Adaptado do francês Encontro às Cegas, o longa sul-coreano dirigido por Lee Woo Cheol Meu Pior Vizinho abraça totalmente o gênero de comédias românticas dentro do dorama: exageros, nas atuações, falas e ações, humor pastelão, situações improváveis, e um sentimentalismo que não pede desculpas por existir. Não há profundidade dramática, nem grandes reviravoltas, e o filme tampouco finge que quer oferecer isso.
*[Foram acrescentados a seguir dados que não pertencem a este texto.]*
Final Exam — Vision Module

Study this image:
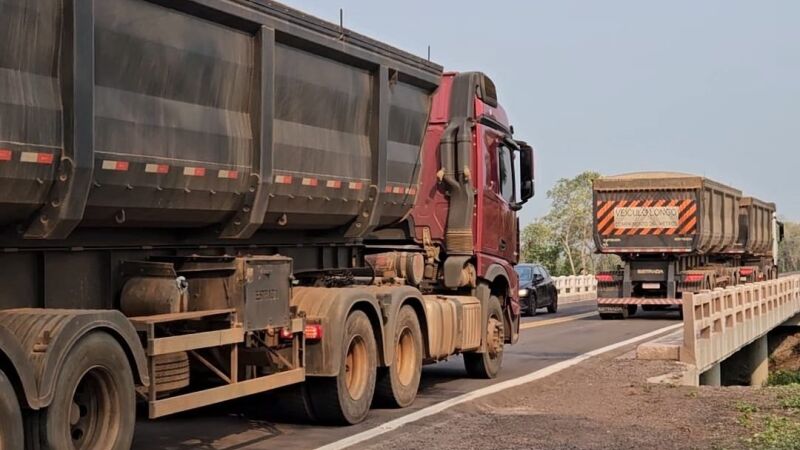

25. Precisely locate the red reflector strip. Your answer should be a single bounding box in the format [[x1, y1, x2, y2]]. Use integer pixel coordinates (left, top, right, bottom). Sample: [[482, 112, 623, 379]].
[[102, 160, 128, 172], [217, 170, 239, 180], [183, 167, 206, 177], [19, 152, 53, 164], [144, 164, 169, 174], [305, 324, 322, 341], [281, 328, 294, 340]]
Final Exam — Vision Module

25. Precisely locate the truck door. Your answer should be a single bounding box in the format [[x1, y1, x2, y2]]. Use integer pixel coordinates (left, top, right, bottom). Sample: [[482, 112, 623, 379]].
[[478, 127, 517, 261]]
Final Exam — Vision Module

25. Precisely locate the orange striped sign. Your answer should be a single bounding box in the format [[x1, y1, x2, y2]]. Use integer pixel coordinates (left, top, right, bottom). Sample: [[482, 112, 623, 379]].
[[595, 199, 697, 236]]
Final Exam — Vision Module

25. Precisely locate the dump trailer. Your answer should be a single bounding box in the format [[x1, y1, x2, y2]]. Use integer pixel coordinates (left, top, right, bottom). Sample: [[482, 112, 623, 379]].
[[593, 172, 782, 319], [0, 0, 534, 449]]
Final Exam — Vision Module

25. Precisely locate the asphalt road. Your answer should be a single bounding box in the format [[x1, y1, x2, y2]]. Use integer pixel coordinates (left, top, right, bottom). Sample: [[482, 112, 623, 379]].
[[133, 301, 677, 450]]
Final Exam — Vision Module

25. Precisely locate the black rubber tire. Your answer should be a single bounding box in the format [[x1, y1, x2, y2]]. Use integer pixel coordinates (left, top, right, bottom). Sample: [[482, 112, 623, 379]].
[[0, 370, 25, 450], [308, 311, 378, 425], [547, 294, 558, 314], [528, 294, 539, 317], [26, 332, 136, 450], [375, 305, 423, 408], [464, 295, 505, 379]]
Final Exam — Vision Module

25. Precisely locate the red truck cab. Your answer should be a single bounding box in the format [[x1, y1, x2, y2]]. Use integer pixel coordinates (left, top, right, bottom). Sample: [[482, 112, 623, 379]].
[[411, 72, 534, 341]]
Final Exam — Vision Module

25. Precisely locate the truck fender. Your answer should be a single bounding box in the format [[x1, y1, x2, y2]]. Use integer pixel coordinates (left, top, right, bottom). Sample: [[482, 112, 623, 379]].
[[360, 286, 432, 367], [0, 327, 39, 409], [0, 308, 150, 409], [291, 286, 384, 377]]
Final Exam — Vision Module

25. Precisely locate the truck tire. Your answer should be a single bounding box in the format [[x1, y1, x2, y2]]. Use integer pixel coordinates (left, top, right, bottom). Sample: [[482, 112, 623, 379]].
[[375, 305, 422, 408], [547, 294, 558, 314], [308, 311, 378, 425], [0, 370, 24, 450], [26, 332, 136, 450], [464, 295, 505, 379]]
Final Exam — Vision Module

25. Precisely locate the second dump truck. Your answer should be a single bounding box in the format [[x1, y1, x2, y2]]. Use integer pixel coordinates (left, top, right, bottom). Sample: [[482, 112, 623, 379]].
[[593, 172, 783, 319], [0, 0, 534, 450]]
O jovem Lee Seung Jin (Lee Ji Hoon) acredita ter encontrado seu apartamento dos sonhos, pois apesar de todos os problemas do imóvel, é exatamente o que ele precisa. Determinado a se tornar um cantor, ele logo descobre que tudo pode ir por água abaixo, pois sua vizinha Hong Ra Ni (Han Seung Yeon), está determinada a expulsá-lo do local, como já fez com outros moradores. Porém, em vez de simplesmente ceder ele insiste em estabelecer uma escala para os dois terem seus momentos de som e de paz. A partir desse começo, muito mais do que apenas o que é possível ver ou ouvir é compartilhado entre eles.
A simplicidade do enredo é óbvia, mas funciona quando encarada como aquilo que de fato é: uma história leve sobre encontros, parceria e pequenas negociações necessárias para dividir o mundo com outra pessoa. O pastelão só não pesa porque conversa diretamente com o estilo dos doramas, que já fazem desse exagero uma estética.
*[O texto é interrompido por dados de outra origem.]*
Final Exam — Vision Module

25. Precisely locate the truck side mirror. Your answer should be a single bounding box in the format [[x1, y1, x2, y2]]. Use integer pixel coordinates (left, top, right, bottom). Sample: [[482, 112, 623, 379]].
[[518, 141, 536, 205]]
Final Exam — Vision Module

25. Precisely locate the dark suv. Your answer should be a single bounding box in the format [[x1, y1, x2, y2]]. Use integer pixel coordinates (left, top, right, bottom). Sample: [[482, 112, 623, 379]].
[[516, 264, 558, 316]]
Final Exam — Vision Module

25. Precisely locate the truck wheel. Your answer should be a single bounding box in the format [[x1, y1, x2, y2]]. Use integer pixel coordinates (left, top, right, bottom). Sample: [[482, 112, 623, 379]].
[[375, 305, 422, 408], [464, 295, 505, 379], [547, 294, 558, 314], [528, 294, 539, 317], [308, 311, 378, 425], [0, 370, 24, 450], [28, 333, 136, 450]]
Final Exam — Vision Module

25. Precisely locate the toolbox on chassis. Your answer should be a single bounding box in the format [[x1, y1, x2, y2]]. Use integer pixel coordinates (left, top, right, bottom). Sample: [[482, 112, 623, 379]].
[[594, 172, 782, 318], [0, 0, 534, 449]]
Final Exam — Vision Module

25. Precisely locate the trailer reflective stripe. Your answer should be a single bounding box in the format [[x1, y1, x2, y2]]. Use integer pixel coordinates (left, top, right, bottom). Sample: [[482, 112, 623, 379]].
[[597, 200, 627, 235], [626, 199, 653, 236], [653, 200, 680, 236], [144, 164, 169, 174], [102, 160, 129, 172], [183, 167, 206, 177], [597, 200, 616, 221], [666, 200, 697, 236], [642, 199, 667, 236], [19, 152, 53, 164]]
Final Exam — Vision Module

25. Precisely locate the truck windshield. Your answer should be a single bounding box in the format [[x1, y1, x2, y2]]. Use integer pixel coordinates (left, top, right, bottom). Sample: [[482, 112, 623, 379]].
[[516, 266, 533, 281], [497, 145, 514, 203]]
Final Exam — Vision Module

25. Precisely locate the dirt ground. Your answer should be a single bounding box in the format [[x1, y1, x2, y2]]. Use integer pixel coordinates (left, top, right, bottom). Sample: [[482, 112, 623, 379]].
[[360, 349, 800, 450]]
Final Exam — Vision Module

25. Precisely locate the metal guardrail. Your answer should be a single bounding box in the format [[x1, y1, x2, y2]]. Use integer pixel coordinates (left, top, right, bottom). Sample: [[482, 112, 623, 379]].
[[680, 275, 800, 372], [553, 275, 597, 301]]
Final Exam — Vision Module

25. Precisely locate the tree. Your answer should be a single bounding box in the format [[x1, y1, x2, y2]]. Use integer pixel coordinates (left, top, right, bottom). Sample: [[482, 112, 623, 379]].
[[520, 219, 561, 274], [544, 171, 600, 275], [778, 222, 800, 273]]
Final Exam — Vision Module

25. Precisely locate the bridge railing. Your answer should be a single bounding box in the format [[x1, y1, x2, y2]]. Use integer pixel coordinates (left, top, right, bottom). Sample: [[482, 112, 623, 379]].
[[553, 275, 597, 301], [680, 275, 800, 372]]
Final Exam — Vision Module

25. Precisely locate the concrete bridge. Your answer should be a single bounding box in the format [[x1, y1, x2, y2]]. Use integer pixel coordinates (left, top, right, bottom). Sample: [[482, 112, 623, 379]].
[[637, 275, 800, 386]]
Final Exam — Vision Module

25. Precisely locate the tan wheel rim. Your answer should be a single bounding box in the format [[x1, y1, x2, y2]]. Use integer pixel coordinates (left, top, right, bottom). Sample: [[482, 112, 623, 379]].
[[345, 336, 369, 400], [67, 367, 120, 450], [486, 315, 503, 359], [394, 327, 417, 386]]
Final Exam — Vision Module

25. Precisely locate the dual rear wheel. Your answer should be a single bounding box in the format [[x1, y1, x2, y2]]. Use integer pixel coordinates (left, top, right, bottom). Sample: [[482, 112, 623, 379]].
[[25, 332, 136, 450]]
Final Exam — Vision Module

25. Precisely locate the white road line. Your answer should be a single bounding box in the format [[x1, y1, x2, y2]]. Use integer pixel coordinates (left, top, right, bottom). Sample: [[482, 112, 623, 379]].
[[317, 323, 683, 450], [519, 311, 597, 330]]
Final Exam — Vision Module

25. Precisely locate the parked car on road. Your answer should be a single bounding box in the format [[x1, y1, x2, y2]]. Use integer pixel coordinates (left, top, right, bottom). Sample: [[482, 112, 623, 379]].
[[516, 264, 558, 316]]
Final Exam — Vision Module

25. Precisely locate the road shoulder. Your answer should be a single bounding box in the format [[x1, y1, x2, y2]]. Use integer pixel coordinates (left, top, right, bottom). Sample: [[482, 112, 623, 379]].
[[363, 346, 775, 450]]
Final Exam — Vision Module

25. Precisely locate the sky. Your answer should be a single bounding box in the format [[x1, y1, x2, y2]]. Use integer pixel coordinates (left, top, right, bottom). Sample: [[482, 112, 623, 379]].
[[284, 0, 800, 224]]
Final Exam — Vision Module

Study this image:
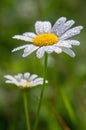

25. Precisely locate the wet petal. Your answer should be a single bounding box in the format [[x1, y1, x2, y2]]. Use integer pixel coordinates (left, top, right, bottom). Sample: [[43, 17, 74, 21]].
[[60, 26, 83, 40], [61, 47, 75, 57], [36, 47, 45, 58]]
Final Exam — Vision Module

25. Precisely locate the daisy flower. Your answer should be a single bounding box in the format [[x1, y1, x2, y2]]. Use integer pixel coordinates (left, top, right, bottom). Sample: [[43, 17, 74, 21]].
[[12, 17, 83, 58], [4, 72, 48, 88]]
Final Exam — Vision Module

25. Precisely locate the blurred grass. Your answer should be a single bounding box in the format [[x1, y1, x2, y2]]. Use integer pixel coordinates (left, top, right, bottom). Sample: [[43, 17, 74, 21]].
[[0, 0, 86, 130]]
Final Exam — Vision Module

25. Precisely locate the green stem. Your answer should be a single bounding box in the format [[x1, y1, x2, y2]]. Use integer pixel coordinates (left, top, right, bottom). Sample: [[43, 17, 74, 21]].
[[34, 53, 48, 130], [23, 91, 30, 130]]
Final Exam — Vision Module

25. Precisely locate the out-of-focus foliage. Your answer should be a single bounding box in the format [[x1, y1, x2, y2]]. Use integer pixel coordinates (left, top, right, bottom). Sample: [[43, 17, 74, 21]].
[[0, 0, 86, 130]]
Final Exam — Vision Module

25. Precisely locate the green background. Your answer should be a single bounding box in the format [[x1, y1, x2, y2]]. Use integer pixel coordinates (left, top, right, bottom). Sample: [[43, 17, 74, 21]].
[[0, 0, 86, 130]]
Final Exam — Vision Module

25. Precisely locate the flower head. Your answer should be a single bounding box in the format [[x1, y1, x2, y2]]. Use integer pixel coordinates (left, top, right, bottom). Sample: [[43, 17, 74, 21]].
[[4, 72, 48, 88], [12, 17, 83, 58]]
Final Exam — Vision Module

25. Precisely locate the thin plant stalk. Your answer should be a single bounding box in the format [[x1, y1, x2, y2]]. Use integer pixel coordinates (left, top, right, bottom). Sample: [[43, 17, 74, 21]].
[[34, 53, 48, 130], [23, 91, 30, 130]]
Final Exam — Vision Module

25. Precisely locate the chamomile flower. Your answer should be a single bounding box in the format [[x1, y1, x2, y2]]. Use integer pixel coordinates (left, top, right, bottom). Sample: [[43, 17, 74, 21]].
[[4, 72, 48, 88], [12, 17, 83, 58]]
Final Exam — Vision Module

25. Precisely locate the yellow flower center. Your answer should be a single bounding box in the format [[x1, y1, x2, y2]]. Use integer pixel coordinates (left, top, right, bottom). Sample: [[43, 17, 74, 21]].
[[33, 33, 58, 46]]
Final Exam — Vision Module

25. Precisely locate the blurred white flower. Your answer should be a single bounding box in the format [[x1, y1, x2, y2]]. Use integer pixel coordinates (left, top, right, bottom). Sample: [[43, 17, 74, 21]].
[[4, 72, 48, 88], [12, 17, 83, 58]]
Como filme para assistir sem muita atenção, ele cumpre seu papel com folga. É uma daquelas histórias que lembram que a convivência é feita de pequenas concessões, que amizade verdadeira dá sustentação aos sonhos e que, apesar das diferenças e das dificuldades, há algo de bonito na tentativa sincera de ouvir e ser ouvido.
Para todos os fãs do gênero, que não perdem nenhum lançamento, é o momento de estourar a pipoca e não perder nenhuma cena!